Commodity prices and related commodity ETFs have fallen off in recent weeks on concerns over demand weakness in emerging markets, the ongoing trade war and potential oil production increases. However, the selling may have been overdone.

Over the past month, the Invesco DB Commodity Index Tracking Fund (NYSEArca: DBC) fell 1.9%, iPath Bloomberg Commodity Index Total Return ETN (NYSEArca: DJP) dropped 5.0% and United States Commodity Index Fund (NYSEArca: USCI) declined 3.3%.

Goldman Sachs argued that concerns over oil and other commodities have been “oversold,” and even those most exposed to the risks of a U.S.-China trade war are worth a second look, CNBC reports.

Most of the selling may be attributed to the potential fallout from an escalating trade war between Washington D.C. and Beijing.
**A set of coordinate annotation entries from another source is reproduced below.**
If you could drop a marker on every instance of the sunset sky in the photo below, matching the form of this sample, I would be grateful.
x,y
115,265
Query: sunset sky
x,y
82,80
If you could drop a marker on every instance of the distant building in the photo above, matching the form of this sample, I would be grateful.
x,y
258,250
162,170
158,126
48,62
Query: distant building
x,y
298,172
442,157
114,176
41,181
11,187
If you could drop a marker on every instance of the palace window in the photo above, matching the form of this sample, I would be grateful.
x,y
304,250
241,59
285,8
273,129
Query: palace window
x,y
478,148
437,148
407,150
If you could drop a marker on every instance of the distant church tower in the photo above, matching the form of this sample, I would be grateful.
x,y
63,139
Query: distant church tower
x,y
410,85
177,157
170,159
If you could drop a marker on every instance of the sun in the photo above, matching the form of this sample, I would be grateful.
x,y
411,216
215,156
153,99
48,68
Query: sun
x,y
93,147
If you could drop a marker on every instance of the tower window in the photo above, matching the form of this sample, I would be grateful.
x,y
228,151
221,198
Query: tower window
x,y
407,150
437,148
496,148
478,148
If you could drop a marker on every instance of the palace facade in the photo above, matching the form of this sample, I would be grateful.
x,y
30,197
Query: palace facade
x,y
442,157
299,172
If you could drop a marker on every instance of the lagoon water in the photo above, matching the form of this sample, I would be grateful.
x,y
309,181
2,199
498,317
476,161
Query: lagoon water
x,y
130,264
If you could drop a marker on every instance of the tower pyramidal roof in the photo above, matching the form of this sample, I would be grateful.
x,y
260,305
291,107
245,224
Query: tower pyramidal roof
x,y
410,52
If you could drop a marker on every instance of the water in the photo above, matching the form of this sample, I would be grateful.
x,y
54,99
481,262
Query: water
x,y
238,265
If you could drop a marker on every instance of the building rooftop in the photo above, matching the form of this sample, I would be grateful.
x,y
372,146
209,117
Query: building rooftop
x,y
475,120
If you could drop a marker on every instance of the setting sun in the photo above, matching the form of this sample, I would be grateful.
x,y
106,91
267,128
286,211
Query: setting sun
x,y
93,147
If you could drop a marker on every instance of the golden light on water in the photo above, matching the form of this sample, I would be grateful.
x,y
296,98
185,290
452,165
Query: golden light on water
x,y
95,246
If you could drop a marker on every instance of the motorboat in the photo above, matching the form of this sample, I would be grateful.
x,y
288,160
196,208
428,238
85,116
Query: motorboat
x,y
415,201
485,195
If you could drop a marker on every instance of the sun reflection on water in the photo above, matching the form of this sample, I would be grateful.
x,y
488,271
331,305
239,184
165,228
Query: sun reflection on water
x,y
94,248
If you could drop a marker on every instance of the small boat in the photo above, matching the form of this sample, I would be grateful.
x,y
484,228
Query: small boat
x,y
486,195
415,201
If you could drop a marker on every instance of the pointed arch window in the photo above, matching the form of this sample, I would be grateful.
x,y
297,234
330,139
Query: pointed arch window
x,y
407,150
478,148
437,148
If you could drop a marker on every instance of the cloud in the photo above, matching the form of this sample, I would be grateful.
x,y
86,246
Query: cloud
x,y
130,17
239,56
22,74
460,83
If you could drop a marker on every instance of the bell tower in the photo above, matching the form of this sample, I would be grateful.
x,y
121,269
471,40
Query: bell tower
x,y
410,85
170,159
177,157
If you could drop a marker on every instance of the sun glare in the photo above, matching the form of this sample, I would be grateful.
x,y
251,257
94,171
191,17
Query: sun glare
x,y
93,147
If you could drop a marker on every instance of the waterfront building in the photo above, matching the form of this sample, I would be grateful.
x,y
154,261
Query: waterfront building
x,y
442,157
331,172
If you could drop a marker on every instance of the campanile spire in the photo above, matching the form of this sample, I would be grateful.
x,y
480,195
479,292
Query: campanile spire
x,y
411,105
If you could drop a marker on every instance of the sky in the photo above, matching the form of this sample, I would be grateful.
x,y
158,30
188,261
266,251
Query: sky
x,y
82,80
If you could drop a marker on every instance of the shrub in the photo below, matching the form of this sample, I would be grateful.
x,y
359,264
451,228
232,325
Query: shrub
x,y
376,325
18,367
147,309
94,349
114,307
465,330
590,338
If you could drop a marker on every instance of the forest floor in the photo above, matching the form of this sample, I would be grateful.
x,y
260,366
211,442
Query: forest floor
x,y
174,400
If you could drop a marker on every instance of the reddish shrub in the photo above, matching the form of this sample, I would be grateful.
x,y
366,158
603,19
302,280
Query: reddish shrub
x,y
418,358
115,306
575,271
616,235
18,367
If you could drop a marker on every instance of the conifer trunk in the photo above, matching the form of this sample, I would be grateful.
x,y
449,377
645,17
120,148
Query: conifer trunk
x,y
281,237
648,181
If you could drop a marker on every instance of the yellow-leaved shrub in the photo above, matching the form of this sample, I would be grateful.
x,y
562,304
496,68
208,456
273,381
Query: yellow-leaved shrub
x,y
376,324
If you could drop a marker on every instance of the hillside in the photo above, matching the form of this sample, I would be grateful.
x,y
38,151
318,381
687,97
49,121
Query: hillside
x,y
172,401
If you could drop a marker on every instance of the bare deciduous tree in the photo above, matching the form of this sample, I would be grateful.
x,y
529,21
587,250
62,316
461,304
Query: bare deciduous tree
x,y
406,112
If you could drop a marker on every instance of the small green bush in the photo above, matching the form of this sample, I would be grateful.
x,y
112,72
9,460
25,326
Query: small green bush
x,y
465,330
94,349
The White House is set to implement a 25% tariff on $34 billion in Chinese goods while China said it would retaliate on the same value in U.S. goods.

Commodities Not Set to Be Largely Hit

However, Goldman argued that commodities were not set to be largely hit.

“Only markets that cannot be rerouted globally to other consumers will be impacted by the proposed July 6th tariffs … We believe that the trade war impact on commodity markets will be very small, with exception of soybeans where complete rerouting of supplies is not possible,” according to a Goldman note.